Analysis of mineral elements content in the seeds of rice subjected to chilling stress revealed that phosphorus (P, 3,253 mg/kg) and potassium (K, 2,485 mg/kg) content were highest while strontium (Sr, 0.26 mg/kg) and boron (B, 0.34 mg/kg) were lowest among the 17 mineral elements. Similarly, the correlation analysis revealed extremely positive correlation of copper (Cu) and phosphorus (P) with most of the morphological traits. Similar results were reported by Bolland and Baker (1988) in which it is concluded that amount of P in the seed was positively related to the yields of annual pasture legumes. Similarly, a high content of P favored the early development of wheat seedlings as compared to plants grown at low concentration of P (Liao et al., 2008). Among the physical attributes, the effective ear and the second leaf length showed strong correlation with half of the mineral elements content.

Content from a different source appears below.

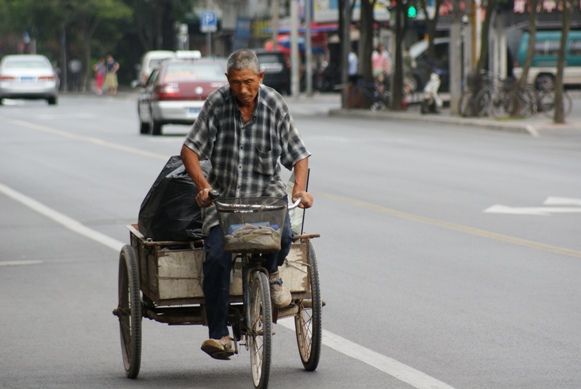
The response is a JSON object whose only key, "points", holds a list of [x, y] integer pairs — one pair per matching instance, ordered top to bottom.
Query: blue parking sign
{"points": [[209, 22]]}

Therefore, it is preliminary concluded from the cultivation process of near isogenic lines and the distribution of calcium, iron, and zinc in the near isogenic line population, that the test population meets the requirements of brown rice high calcium, high iron, and high zinc content therefore further processed for QTL analysis. The distribution of calcium, iron and zinc in the population indicated that these elements were higher in offspring than the parental line. Moreover, all other elements showed positive correlation except Ca and Sn as reported earlier (Garcia-Oliveira et al., 2009). Approximately, 54% of the population of the brown rice showed more zinc content than Lijing2 while 37% of the brown rice had more iron and calcium content than Lijing2 indicating that the three elements are controlled by multiple genes in brown rice and there is an additive effect, which is consistent with the previous work (Pfeiffer and McClafferty, 2007; White and Brown, 2010).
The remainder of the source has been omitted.